News programs on TV used to use the phrase “And now this . . .” to toggle between one news story and the next, especially when there was no natural segue between them.  News stories are often in a more or less random order once the big story of the day is completed.   As I was casting about yesterday what to write today, I did not hit on anything terribly compelling.  So since a colleague or two of mine here on The Twelve sometimes post random thoughts, I will do that too.  Imagine “And now this . . .” coming between each.   I might not be able to get a full blog out of any of these musings but I will muse away anyway.

The Disparity: In a final Psalms and Wisdom Literature class session yesterday the closing prayer was a group prayer in which we were all encouraged to share a praise, a lament, and a thanksgiving, modeling our prayer time after the kinds of prayers in the Psalter.   I was struck by the fact that one student shared as a praise the gift of science and the development—far faster than we might have dared hope—of COVID vaccines.   Yet when we switched to the sharing of laments, a lament was offered about the millions of people who don’t trust the vaccine, doubt the need for one, actively campaign against anyone’s getting a shot and most of this based on a torrent of misinformation.  A praise and a lament for the same thing.   That sums up where we are long about now.

The Irony: In an Op-Ed the other day, New York Times columnist David Brooks claimed that had the United States in 1941 been as riven and distrusting as it is in 2021, we never could have pulled together to win World War II.  There is little left of a nation-wide sense of the importance of shared sacrifice.  Connected to my first observation, Brooks noted this in terms of getting vaccinated so that herd immunity could be reached and we could all get back to pre-COVID levels of normal.  But experts now think vaccine hesitancy and resistance will mean we cannot reach herd immunity in the foreseeable future.  Brooks’s frustration came out in one line when he said, “No one is being asked to invade Iwo Jima but just walk into a damn CVS.”  This reminded me of an irony many of us have noticed before: in one sense the American public has vastly more information at its fingertips than people had in 1941.  But the access to more knowledge and information has not made us smarter.  In many ways it has made us much, much dumber and more ignorant.

Respect: At Calvin Seminary as at colleges, universities, seminaries, high school, and schools at all levels we are ending now the third semester in a row kinked and twisted by COVID.   Spring semester last year knocked the stuffing out of everyone when we had to shift gears overnight when lockdowns and stay-at-home orders came out.  But in this past academic year, the Fall and Spring semesters have been only marginally less stressful. I  have so much respect for my colleagues and my students—and for teachers and students at all levels—who have worked so hard to make things work under very difficult and ever-shifting circumstances.  In my school everyone is tired and there is palpable enthusiasm that the Finish Line is in sight  We’re going to make it but only because in this case, we really did all pull together to help one another.  And I respect that shared effort in my colleagues and students so very much.
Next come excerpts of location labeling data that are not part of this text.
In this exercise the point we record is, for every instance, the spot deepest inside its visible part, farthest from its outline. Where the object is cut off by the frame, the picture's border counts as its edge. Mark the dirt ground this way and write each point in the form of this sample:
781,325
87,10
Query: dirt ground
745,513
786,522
My Fellow Pastors: Actually I have not been an active pastor in a congregation for nearly 16 years already, but I still identify as a pastor.  Still, I have been spared the stress and spiritual harm that have come to so many of my friends in ministry.  A colleague from Fuller Seminary posted an article link on Facebook the other day.  The article noted recent surveys of parish pastors and the very high percentage who have said they seriously considered quitting over the past year.  And these are the pastors who have not (yet) called it quits but there is also an alarming number who did quit, left their congregations, and just plain burned out.  Seldom in recent church history have the sheep turned on their shepherds as they did during COVID over masks, social distancing, in-person worship practices, and political feuds.  But from what I have heard from pastors, as hard as that active carping and in-fighting have been, even more painful has been the retrospective sense that all the Gospel preaching they had done for 5, 10, 15, 20 years so clearly did not sink in for some people.  All of us preachers like to think our sermons shape people probably more than is really the case.  But to see such a wholesale abandonment of neighbor love and the bearing of the Fruit of the Spirit is, to put it mildly, demoralizing.

Historical Tidbit: My colleague Kathy Smith at the Calvin Institute for Christian Worship shared on a Zoom staff meeting recently that she was reading the memoir of a CRC pastor who ministered in Denver during the Swine Flu pandemic across 1918.  At one point he mentioned calling on a parishioner and that as he left this person’s house, he was donning his white surgical mask and then washed his hands in the snow outside.   Another church member witnessed this and upbraided the pastor for his mask and handwashing, claiming that faith and not fear must be our posture.   The more things change . . . .

A High Note: But lest I end on such a downbeat, I was cheered to see all the Facebook postings on Sunday of fully vaccinated families being able safely to gather for Mothers Day.  After a year of no contact or only virtual contact or glimpses only through glass windows, the joy of being able to embrace, share a meal, take multi-generational photos was refreshing to see.  We can only pray that the day when we will be even more fully back to that kind of “normal” will not be too far off.  It is within our power and will to get there.  I hope and pray we do.